Carl Hiaasen – Sick Puppy

He walked to the airport parking lot and squinted into the sunlight, not knowing exactly what to look for. A horn honked twice. Stoat turned and saw a white Buick station wagon approaching slowly. A man was driving; no sign of Desie. The car stopped beside Palmer Stoat and the passenger door swung open. Stoat got in. In the backseat lay Boodle, an orange-and-blue sponge football pinned beneath his two front paws. His tail thwapped playfully when he saw Stoat, but he clung to the toy. Stoat reached back and stroked the dog’s head.

“That’s the best you can do?” the driver said.

“He stinks,” said Stoat.

“Damn right he stinks. He spent the morning running cows. Now give him a hug.”

Not in a two-thousand-dollar suit I won’t, thought Stoat. “You’re the one from Swain’s,” he said to the driver. “Where the hell’s my wife?”

The station wagon started moving.

“You hear me?”

“Patience,” said the driver, who looked about twenty years old. He wore a dark blue sweatshirt and loose faded jeans and sunglasses. He had shaggy bleached-out hair, and his skin was as brown as a surfer’s. He drove barefoot.

Palmer Stoat said, “You tried to scare me into thinking you cut up my dog. What kind of sick bastard would do that?”

“The determined kind.”

“Where’d you get the ear and the paw?”

“Not important,” the young man said.

“Where’s Desie?”

“Whew, that cologne you’re wearing… ”

“WHERE IS MY WIFE?”

The Roadmaster was heading north, toward Starke, at seventy-five miles an hour.

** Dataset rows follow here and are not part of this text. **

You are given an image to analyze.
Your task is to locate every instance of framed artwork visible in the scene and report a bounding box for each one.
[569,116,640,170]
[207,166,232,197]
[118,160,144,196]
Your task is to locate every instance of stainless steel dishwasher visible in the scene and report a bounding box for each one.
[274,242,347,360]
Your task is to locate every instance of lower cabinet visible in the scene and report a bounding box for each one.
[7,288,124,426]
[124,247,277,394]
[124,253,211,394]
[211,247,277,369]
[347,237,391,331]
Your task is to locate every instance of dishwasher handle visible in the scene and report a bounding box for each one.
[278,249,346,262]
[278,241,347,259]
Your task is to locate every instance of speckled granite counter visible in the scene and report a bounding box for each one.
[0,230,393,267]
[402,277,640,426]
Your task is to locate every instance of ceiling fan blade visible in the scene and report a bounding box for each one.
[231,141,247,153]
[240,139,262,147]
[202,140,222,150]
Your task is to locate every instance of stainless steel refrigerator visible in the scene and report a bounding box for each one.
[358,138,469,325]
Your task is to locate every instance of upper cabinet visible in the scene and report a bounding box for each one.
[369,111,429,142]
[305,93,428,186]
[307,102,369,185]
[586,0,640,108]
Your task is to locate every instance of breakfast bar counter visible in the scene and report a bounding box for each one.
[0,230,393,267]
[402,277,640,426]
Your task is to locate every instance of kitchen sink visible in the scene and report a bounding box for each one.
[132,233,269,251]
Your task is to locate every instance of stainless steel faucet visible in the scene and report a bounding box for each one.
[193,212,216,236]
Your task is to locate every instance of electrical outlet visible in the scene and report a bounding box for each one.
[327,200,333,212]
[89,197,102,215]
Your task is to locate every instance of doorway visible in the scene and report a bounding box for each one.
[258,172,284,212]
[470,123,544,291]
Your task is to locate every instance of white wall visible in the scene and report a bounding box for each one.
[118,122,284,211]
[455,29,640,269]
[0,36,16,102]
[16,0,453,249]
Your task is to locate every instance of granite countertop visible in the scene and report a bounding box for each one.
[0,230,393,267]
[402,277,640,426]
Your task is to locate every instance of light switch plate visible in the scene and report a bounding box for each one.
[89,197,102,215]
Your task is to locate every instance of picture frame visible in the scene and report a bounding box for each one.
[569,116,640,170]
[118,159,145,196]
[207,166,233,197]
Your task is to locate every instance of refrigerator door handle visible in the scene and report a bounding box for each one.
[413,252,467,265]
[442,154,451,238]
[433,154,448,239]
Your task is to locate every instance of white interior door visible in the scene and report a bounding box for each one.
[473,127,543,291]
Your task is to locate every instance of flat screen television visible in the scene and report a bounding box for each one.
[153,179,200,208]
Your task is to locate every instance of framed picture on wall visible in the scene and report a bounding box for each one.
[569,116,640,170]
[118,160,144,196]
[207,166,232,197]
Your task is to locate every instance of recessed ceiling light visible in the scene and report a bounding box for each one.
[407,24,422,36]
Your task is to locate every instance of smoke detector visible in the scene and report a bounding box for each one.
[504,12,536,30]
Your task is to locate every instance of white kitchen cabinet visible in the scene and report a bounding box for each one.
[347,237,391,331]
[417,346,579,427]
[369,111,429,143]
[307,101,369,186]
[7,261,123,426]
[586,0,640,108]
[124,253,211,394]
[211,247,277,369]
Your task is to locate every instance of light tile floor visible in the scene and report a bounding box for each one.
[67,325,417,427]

Stoat angrily clenched his hands; moist, soft fists that looked about as menacing as biscuits.

“Where the hell are you taking me? What’s your name?” Stoat was emboldened by the fact that the dognapper appeared to be unarmed. “You’re going to jail, you know that, junior? And the longer you keep my wife and dog, the longer your sorry ass is gonna be locked up.”

The driver said: “That blonde you sometimes travel with, the one with the Gucci bag—does Desie know about her?”

“What!” Stoat, straining to sound indignant but thinking: How in the world does he know about Roberta?

“The one I saw you with at the Lauderdale airport, the one who tickled your tonsils with her tongue.”

Stoat wilted. He felt a thousand years old. “All right. You made your damn point.”

“You hungry?” the driver asked.

He turned into a McDonald’s and ordered chocolate shakes, fries and double cheeseburgers. As he pulled back on the highway, he handed the bag to Palmer Stoat and said, “Help yourself.”

The food smelled glorious. Stoat came to life, and he quickly went to work on the cheeseburgers. Boodle dropped the foam football and sat up to mooch handouts. The driver warned Stoat not to feed the dog anything from the McDonald’s bag.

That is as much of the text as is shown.